Presentation #108.02 in the session Planetary Defense! Part Two.

Published onOct 20, 2022
Planned Radar Observations of Binary near-Earth Asteroid Didymos in 2022

Binary near-Earth asteroid 65803 Didymos is the target of NASA’s Double Asteroid Redirection Test (DART) mission, a test of the kinetic impactor approach to planetary defense (Cheng et al., 2016). The spacecraft was launched in 2021 November, and will impact Dimorphos, the satellite of Didymos, on 2022 September 26 at 23:14 UT. The primary objectives of the DART mission are to shorten the orbital period of Dimorphos and measure the change using ground-based optical observations.

We are planning Goldstone radar (8560 MHz, 3.5 cm) observations of Didymos starting on September 27 and bistatic Goldstone to Green Bank Telescope (GBT) observations from October 2-22, starting about a week after the DART impact. These observations could yield delay-Doppler images with range resolutions as fine as 75 m as well as echo power spectra. We will measure the secondary-to-primary range and Doppler separations, and use them to estimate the mutual orbit parameters, including the change in mean motion, of Dimorphos. The echo power spectra of the system will allow us to place limits on the size and velocity distribution of the impact ejecta at the time of the observations.

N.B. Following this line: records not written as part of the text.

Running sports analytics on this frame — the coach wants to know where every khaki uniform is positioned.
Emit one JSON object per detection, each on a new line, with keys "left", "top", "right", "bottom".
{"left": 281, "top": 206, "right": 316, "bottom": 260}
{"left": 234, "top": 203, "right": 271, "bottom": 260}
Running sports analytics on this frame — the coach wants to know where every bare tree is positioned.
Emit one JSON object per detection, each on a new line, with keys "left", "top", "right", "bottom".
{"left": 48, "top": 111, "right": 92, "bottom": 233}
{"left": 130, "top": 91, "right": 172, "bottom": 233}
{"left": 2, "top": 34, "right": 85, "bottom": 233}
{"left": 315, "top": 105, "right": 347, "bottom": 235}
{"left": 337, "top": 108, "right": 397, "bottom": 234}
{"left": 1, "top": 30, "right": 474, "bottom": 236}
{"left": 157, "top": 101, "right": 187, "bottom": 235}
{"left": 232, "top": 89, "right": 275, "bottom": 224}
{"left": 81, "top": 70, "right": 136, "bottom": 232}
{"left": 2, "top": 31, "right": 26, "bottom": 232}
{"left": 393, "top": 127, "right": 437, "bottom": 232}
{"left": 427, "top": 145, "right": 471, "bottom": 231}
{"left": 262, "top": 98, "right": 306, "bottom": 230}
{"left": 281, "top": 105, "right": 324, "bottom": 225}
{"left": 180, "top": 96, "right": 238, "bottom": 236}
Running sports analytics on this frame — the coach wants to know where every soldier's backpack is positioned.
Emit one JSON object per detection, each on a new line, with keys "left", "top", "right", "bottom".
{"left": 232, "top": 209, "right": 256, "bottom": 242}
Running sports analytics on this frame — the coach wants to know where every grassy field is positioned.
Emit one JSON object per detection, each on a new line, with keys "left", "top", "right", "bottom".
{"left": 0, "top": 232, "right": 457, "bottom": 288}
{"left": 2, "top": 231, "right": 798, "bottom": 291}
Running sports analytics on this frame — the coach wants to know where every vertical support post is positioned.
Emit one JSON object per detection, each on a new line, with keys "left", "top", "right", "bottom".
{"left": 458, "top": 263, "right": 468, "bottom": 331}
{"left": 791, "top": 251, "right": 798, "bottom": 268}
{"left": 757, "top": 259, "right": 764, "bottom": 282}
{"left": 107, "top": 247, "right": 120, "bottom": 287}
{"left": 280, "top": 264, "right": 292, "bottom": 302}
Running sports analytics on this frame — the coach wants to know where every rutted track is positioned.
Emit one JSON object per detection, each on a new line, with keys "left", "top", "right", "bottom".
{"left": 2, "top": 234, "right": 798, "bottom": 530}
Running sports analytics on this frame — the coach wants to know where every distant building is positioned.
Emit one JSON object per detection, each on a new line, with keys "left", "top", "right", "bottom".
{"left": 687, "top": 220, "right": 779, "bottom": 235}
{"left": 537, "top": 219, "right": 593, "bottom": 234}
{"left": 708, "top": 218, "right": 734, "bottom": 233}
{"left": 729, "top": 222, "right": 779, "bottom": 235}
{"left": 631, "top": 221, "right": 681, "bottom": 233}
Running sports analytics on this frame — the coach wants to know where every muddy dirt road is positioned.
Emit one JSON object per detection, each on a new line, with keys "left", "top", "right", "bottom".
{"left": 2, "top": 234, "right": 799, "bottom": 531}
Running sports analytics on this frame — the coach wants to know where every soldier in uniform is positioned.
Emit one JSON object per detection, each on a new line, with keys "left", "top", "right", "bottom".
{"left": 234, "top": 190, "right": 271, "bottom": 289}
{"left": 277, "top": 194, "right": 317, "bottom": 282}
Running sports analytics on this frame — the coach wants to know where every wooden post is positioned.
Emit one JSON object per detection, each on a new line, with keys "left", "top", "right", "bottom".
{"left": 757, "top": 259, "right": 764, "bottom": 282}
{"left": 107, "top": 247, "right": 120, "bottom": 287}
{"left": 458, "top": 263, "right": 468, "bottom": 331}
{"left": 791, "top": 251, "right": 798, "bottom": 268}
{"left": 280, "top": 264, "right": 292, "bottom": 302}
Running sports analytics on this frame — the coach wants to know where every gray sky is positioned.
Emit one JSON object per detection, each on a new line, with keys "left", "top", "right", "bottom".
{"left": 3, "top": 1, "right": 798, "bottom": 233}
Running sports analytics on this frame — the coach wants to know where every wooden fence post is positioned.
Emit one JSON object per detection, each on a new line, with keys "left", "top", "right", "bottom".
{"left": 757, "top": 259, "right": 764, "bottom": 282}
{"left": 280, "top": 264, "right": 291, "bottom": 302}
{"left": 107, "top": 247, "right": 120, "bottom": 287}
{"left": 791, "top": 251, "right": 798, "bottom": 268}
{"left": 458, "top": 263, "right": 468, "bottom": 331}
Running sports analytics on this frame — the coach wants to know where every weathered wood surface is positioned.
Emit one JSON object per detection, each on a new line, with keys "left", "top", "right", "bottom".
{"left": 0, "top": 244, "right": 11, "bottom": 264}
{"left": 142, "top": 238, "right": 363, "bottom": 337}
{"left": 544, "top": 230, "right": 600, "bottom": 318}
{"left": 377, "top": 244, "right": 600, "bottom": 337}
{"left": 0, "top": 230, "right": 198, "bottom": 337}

The primary, Didymos, is roughly spherical with a volume equivalent diameter of 780 ± 30 m and has a ridge along the equator (Naidu et al., 2020). The secondary, Dimorphos, has a diameter of 150 ± 30 m and a spin period of 12.4 ± 3.0 h that is consistent with rotation synchronized with its orbital period of 11.92 h (Naidu et al., 2020). The mutual orbit has a semimajor axis of 1190 ± 30 m (Naidu et al, 2020), a nearly circular eccentricity of < 0.03, and an orbit pole in ecliptic coordinates of (λ, β) = (320.6 ± 13.7, -78.6 ± 1.8)° (Scheirich and Pravec, 2022).

We will present our plans for the upcoming radar observations, expected results, and how the data will contribute to the measurement of the change in mutual orbit due to the DART impact.